Now I'm feeling a little drunk with power. Because of the territory I cover for the magazine, I get the least amount of swag in the office. And now I have next week's date night sorted. Cheers to that.

Next order of business is parlaying my title to get J. Crew to send me a free cashmere gloves. My mom bought me a mustard-colored pair for Christmas and one had a hole in it not two weeks after I returned to Shanghai. They keep trying to say I need to send the original pair back to the States to get the new ones, and I keep trying to say - HAVE YOU BEEN TO THE POST OFFICE IN CHINA?! 

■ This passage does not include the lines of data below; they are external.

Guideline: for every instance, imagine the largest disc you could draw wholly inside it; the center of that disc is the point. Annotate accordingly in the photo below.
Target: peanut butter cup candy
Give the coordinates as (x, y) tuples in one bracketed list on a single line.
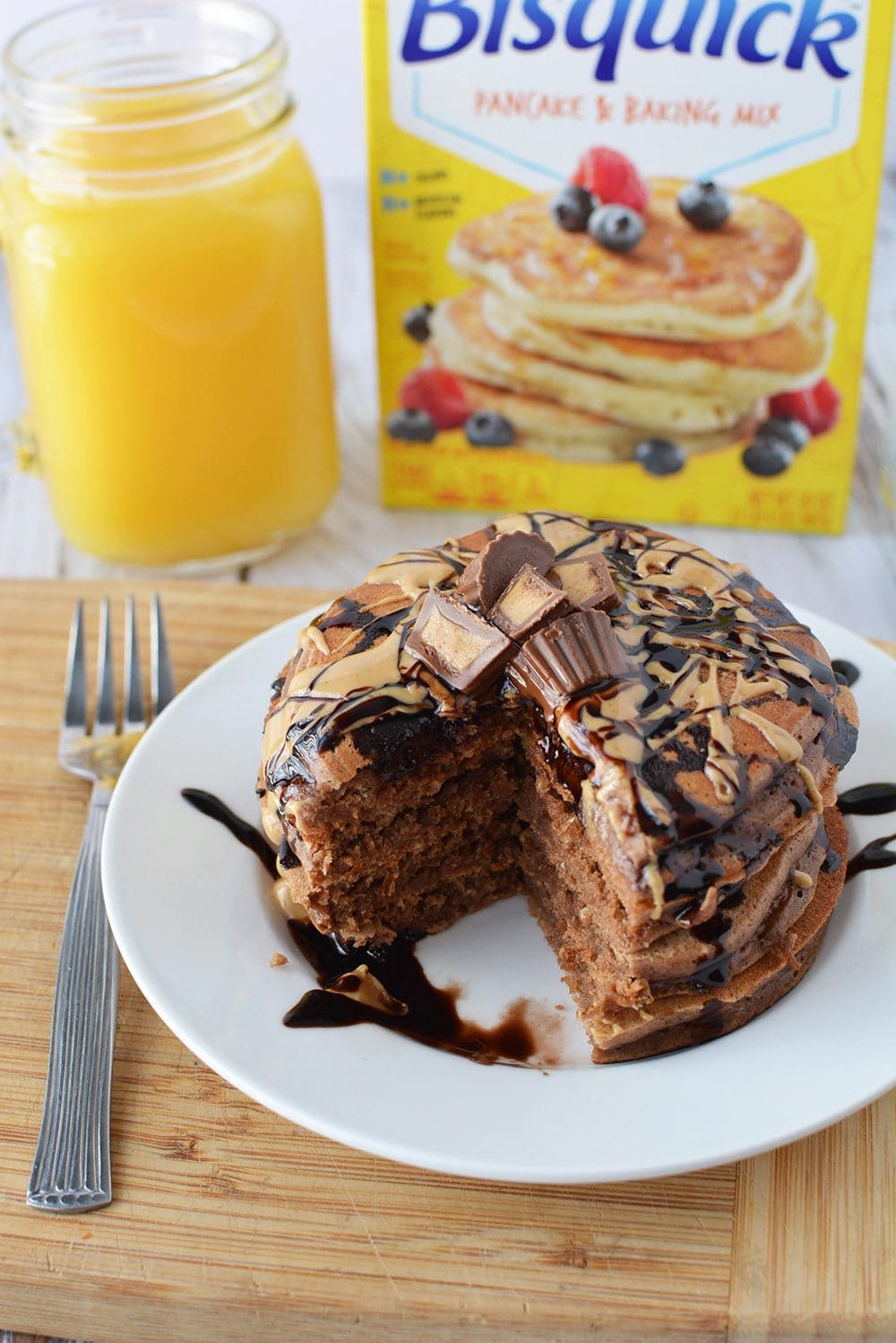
[(633, 732)]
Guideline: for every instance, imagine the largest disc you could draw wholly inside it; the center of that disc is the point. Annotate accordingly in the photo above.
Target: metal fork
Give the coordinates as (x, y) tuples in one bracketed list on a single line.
[(72, 1167)]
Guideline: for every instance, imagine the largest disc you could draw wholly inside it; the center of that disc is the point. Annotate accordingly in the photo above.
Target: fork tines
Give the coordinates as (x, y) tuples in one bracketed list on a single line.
[(134, 712)]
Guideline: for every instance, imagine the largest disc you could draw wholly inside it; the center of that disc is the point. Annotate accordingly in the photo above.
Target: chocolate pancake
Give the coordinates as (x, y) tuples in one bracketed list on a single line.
[(737, 282), (634, 732)]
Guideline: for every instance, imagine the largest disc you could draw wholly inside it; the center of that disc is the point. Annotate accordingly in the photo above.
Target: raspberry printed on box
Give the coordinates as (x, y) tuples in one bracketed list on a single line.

I venture into that den of elbowing grandmas and interminable lines as little as possible. 

Sunday, April 10, 2011

Ai Weiwei - 1 week on


It's been one week since Ai Weiwei, China's most renowned artist and activist was taken into custody for unspecified "economic crimes." Some of his supporters demonstrated at the Tate Modern where his sunflower exhibit is on display. Meanwhile back on the farm, China tells America to quit meddling in its internal affairs (read: human rights).

Some years ago Ai Weiwei suffered a brain hemorrhage after a police beating in Sichuan where he was supporting activist Tan Zuoren, who is now serving a 5-year sentence for trying to expose corruption linked to school construction that contributed to the deaths of thousands of children during the Sichuan Earthquake. Ai Weiwei is a successful artist, he could live anywhere, but still he chose to stay in China and continue speaking out.

I hope he is released very soon, but the nasty editorials in state media this week give me doubts. My heart goes out to his family.

Wednesday, April 6, 2011

Good and Bad Attention

Good attention:

My co-worker and I grabbed a cab on our way to happy hour Friday evening.

"American?" the driver asked.
"Yep."
"Obama!"
"Oh yes, Obama. Very good. ha ha ha"
"...CLEEEEN-TON!"
"Oh wow! Yes. Clinton. Wow."
"....Leeeeen-con"
"ha ha ha ha. Lincoln. that's great!"
"WA-SHING-DUN!"

My co-worker and I had a laugh.

"What about him?" I asked. "He's not American. He's Australian"
"Australia"
"Yes," co-worker says.
"Breeeees-ban-nuh!"
"Ah yes, Brisbane."
"Mel-low-bour-neh..."

And so on. I love it. It's friendly. It's funny. We get out of the cab ready to have a good time.

Moving on to bad attention:

I'm standing on the train Saturday morning trying to read a magazine and some guy starts prodding his daughter to speak English to me. After a minute or so it becomes clear the kid is shy and doesn't want to, but he persists. So at the next stop, I take a seat
farther away from them. And they sidle up beside me. Guy persists in prodding his daughter, so that now everyone in the car is looking at us. I wouldn't be so opposed if it were an actual opportunity to practice English, but the girl looks like she's about 6 and totally incapable. She was very cute though, she had pigtails and a little peacoat, so I suppose what irked me most was that it seemed more about him making a scene with his adorable daughter than actually having a teaching moment.

And more bad attention:

On my next subway ride of the day a guy in a suit with a wheeled suitcase pops up and asks, "Excuse me, where are you from?"

"America."

"You study here?"

"No, I work."

I move away, because his tone of voice is such that I know it's not just small talk. He re-approaches:

"Excuse me, I have a small language center near here-

"I'm not a teacher."

"Oh okay. That's okay. Bye."

As I type now, I suppose I sound more irritable than is warranted, but after a couple years it gets old. I came home and retold the last story to James - "Who looks for an employee in a subway station?!"

"Well you are the perfect candidate - young, white, female..."

Then I felt a bit more sympathetic to the school owner. It's much tougher to find a white lady teacher. Alas - as the gentleman visiting our fair city this week might say: It ain't me babe.